From MacKenzie's untouchable Cypress Point and the public icon of Pebble Beach to the historic value of Del Monte, ranked with our verdicts and the access you need to know.
01
Cypress Point Club
Pebble Beach · Alister MacKenzie, 1928 · private
The connoisseur's choice and, for many good judges, the greatest golf course in the world. Alister MacKenzie's 1928 routing runs through dunes, cypress forest and out onto the rocks, building to the most famous one shot hole in golf, the par 3 sixteenth played across an inlet of the Pacific. The ground is sublime and the design flawless.
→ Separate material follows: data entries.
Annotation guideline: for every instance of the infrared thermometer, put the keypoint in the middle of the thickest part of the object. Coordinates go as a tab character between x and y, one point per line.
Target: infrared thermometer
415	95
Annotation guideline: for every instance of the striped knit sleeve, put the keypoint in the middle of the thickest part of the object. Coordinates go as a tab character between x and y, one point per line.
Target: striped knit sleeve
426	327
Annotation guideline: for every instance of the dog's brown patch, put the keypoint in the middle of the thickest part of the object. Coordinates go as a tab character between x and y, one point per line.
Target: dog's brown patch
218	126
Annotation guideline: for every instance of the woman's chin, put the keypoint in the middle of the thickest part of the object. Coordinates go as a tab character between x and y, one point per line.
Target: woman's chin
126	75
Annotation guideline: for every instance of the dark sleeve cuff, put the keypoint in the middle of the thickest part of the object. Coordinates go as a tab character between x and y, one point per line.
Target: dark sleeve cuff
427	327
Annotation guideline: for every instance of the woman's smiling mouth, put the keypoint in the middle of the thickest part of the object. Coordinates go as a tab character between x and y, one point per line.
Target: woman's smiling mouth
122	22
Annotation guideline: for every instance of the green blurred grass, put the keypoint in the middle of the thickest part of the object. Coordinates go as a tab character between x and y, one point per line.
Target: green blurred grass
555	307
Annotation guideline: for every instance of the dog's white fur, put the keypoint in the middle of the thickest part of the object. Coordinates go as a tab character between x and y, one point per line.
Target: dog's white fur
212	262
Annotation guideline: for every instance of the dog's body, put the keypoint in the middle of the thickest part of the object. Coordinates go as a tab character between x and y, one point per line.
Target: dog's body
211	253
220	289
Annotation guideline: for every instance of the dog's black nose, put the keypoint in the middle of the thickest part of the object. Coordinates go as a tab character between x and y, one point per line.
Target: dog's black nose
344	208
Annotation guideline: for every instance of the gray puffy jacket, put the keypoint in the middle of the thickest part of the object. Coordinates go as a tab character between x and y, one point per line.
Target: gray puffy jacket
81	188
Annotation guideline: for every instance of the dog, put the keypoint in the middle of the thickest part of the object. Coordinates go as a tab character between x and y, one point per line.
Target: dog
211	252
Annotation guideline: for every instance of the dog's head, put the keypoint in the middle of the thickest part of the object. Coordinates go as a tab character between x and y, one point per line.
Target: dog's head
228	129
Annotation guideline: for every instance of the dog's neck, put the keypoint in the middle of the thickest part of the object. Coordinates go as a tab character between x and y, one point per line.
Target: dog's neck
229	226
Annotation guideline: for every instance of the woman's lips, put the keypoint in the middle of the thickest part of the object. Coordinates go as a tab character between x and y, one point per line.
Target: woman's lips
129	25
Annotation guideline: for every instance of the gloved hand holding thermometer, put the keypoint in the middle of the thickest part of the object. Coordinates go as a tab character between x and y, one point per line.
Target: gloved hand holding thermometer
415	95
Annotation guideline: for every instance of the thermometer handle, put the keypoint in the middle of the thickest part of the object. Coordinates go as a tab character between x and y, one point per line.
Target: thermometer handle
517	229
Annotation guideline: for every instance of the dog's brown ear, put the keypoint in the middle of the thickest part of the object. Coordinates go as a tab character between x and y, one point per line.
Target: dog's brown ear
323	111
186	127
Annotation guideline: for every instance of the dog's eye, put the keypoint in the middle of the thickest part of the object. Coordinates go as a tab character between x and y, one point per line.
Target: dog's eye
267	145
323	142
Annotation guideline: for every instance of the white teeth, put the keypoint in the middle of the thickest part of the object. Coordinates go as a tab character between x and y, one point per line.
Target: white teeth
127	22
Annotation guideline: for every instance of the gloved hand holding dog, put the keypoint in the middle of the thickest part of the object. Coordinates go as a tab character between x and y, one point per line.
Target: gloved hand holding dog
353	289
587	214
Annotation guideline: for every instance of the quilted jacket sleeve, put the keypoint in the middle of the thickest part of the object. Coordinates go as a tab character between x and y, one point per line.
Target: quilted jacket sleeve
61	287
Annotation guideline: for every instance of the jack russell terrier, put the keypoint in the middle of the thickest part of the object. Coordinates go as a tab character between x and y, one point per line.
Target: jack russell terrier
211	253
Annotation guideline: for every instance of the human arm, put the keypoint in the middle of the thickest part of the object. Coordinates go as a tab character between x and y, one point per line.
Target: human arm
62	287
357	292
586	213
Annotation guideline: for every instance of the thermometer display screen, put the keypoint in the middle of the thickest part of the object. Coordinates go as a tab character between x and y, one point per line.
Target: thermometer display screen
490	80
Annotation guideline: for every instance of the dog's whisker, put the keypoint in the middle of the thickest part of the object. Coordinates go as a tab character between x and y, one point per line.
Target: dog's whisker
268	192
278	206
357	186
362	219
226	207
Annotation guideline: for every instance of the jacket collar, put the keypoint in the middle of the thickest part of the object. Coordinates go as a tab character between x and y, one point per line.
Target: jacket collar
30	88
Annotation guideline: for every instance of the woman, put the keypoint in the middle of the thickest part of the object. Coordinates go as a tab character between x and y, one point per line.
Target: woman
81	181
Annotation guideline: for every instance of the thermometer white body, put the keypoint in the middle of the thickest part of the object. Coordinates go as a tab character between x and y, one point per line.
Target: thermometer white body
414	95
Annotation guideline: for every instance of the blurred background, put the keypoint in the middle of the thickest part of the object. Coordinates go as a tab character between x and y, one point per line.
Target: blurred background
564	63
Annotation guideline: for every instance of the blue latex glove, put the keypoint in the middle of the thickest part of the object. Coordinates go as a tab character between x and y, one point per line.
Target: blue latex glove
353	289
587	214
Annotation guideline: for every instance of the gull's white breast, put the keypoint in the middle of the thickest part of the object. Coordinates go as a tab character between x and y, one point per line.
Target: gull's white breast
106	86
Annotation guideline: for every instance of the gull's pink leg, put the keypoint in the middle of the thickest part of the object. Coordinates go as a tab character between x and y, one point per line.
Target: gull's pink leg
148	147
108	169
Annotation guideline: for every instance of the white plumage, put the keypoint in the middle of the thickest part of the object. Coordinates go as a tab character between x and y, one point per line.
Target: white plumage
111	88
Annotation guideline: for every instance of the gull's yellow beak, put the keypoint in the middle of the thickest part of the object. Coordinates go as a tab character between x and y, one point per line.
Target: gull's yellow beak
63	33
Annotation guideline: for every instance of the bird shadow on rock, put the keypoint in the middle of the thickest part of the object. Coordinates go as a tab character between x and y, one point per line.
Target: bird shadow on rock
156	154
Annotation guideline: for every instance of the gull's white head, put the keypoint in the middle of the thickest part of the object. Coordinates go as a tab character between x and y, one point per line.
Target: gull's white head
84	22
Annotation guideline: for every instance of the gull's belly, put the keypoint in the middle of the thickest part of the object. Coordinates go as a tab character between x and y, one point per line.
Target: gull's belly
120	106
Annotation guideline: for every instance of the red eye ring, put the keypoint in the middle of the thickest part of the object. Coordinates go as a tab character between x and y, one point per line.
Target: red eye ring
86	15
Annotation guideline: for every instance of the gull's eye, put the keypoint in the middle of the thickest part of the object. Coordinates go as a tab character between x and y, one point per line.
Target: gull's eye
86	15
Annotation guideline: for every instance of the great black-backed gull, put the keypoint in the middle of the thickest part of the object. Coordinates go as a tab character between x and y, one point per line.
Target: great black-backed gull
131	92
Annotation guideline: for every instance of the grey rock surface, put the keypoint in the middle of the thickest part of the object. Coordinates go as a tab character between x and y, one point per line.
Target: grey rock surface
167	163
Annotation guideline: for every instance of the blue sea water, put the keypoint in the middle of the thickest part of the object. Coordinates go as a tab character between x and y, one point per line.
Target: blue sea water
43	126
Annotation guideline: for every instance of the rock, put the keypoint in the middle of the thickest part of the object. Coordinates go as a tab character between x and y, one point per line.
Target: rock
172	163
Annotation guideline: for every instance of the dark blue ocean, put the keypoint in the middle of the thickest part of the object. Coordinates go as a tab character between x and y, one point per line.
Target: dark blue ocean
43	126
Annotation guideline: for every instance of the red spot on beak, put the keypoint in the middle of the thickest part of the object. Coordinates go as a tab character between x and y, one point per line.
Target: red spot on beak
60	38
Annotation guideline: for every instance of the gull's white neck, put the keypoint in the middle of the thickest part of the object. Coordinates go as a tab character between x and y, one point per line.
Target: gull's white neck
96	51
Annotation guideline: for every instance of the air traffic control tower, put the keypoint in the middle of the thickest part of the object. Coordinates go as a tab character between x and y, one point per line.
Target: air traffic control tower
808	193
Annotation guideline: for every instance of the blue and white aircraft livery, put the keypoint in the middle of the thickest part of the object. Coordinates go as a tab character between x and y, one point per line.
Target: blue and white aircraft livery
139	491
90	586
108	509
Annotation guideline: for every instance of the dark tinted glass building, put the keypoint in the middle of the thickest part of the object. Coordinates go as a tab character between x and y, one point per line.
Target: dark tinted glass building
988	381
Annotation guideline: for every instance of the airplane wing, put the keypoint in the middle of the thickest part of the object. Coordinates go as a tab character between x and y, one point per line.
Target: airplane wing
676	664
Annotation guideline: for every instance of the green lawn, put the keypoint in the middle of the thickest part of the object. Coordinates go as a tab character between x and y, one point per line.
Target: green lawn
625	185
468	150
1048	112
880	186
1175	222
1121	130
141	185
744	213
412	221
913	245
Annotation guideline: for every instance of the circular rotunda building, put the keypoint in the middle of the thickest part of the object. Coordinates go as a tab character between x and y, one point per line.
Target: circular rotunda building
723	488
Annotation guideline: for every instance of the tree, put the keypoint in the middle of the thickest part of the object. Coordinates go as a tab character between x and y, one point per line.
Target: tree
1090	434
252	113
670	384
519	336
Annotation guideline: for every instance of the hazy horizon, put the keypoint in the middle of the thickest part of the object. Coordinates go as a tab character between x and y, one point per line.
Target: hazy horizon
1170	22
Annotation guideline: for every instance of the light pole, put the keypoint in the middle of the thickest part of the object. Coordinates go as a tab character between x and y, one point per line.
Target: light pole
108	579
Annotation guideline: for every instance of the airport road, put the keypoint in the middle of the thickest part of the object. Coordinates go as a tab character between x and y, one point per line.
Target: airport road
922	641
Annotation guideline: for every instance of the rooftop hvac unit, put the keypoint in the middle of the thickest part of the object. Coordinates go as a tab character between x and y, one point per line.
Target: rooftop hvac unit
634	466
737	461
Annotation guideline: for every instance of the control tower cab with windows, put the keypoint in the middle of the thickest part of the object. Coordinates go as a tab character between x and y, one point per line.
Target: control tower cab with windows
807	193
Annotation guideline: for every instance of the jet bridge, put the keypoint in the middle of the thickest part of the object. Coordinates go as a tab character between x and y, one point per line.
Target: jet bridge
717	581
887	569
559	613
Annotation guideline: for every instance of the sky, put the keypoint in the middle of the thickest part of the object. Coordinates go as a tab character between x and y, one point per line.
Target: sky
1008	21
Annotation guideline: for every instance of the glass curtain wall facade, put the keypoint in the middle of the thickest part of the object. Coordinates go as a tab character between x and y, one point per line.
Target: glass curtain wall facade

The catch is access: Cypress Point is among the most exclusive private clubs anywhere, played only as a member's guest, which is the single reason it does not also top a list of courses you can play.
02
Pebble Beach Golf Links
Pebble Beach · Neville and Grant, 1919 · resort
The greatest public course in America and the headline of any Monterey trip, laid out by amateurs Jack Neville and Douglas Grant in 1919 along the cliffs of Carmel Bay. The run from the seventh to the tenth, hard against the ocean, is the most photographed in golf, and the course has hosted six US Opens plus the annual AT&T Pro-Am. It is open to all, with the practical catch that an advance tee time effectively requires a stay at the resort. Expensive, busy and utterly worth it once.
03
Monterey Peninsula Country Club
Pebble Beach · Dunes and Shore · private
A thirty six hole private club often called the best of its kind in America. The Dunes course traces back to Seth Raynor and Charles Banks and has been sympathetically restored, while the Shore course runs out to the ocean with some of the finest closing holes on the peninsula. Quieter and more private than its famous neighbors, MPCC is pure, top tier golf without the crowds, played as a member's guest. The locals' pick when they want the best ground to themselves.
04
Spyglass Hill Golf Course
Pebble Beach · Robert Trent Jones Sr, 1966 · resort
The sternest test on the peninsula and a course many players rate a hair behind Pebble itself. Robert Trent Jones Senior opened it in 1966, and it plays in two distinct acts: the first five holes tumble through sand dunes toward the sea in the spirit of links golf, then the round turns inland and climbs into the towering pines of the Del Monte forest. Long, demanding and beautifully varied, Spyglass is a regular AT&T Pro-Am venue and a public course you can play with a resort stay.
05
The Links at Spanish Bay
Pebble Beach · RTJ Jr, Watson and Tatum, 1987 · resort
The peninsula's homage to Scottish links, opened in 1987 to a design by Robert Trent Jones Junior with Tom Watson and Sandy Tatum. Rolling, dune framed and exposed to the wind off the bay, it is the most overtly links style round in the area, finished off in the evening by a lone bagpiper. Softer and more resort polished than the championship trio, but a genuine pleasure and an easier ticket, played from the Inn at Spanish Bay as part of the Pebble Beach Resorts portfolio.
06
Poppy Hills Golf Course
Pebble Beach · Robert Trent Jones Jr, 1986 · public
The home course of the Northern California Golf Association, a Robert Trent Jones Junior design from 1986 that was stripped back and rebuilt in 2014 into a firmer, more strategic and more sustainable layout. Routed entirely through the Del Monte forest with no ocean holes, it rewards thoughtful golf and is far easier and cheaper to book than its coastal neighbors. The smart pick for a strong, scenic forest round without the resort premium.
07
Del Monte Golf Course
Monterey · Charles Maud, 1897 · public
The oldest course in continuous operation west of the Mississippi, opened in 1897 and now part of the Pebble Beach family. A short, classic, tree lined parkland in the town of Monterey itself, it asks for placement and a deft short game rather than length. It will never out muscle the famous five, but it is a charming, walkable round, by far the best value golf on the peninsula, and a lovely warm up the day before the main event.